OptoVR est le produit qui remplace la fameuse "boule à facettes" évoquée précédemment. Le logiciel propose de multiples environnements réalistes ou conceptuels "en rotation" pour habituer le patient à subir des conflits sensoriels.

PosturoVR permet de mesurer la verticale visuelle subjective (VVS) et la dépendance visuelle.  Le logiciel calcule et affiche l’écart angulaire entre la verticale réelle et celle perçue par le patient et permet ainsi de détecter et de traiter les déficits.

CinetoVR permet de traiter le mal par le mal en plaçant le patient dans des situations bien connues de cinétose : à bord d'un bateau, dans un ascenceur ou encore la lecture dans une voiture.
 

"100% de clients satisfaits"

Le succès est visiblement au rendez-vous puisque 100% des clients de Virtualis se sont montrés satisfaits d'après Franck Assaban. Cette nouvelle méthode est donc bien partie pour devenir un nouveau standard dans le domaine de la rééducation vestibulaire.
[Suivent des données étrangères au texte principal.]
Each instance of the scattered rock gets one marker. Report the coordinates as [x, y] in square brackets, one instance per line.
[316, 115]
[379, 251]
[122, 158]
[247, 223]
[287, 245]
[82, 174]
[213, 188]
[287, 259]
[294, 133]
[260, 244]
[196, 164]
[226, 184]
Une récente enquête interne montre même que sur certains paramètres, le traitement des pathologies s'avère 50% plus efficace qu'avec l'ancienne méthode des boules à facettes et points lumineux.


Nous souhaitons toute la réussite possible à cette jeune entreprise issue de notre communauté et pour ceux que le sujet intéressent, sachez que Franck Assaban participera prochainement à notre podcast, n'hésitez donc pas à préparer toutes vos questions relatives à la cinétose et autres pathologies vestibulaires.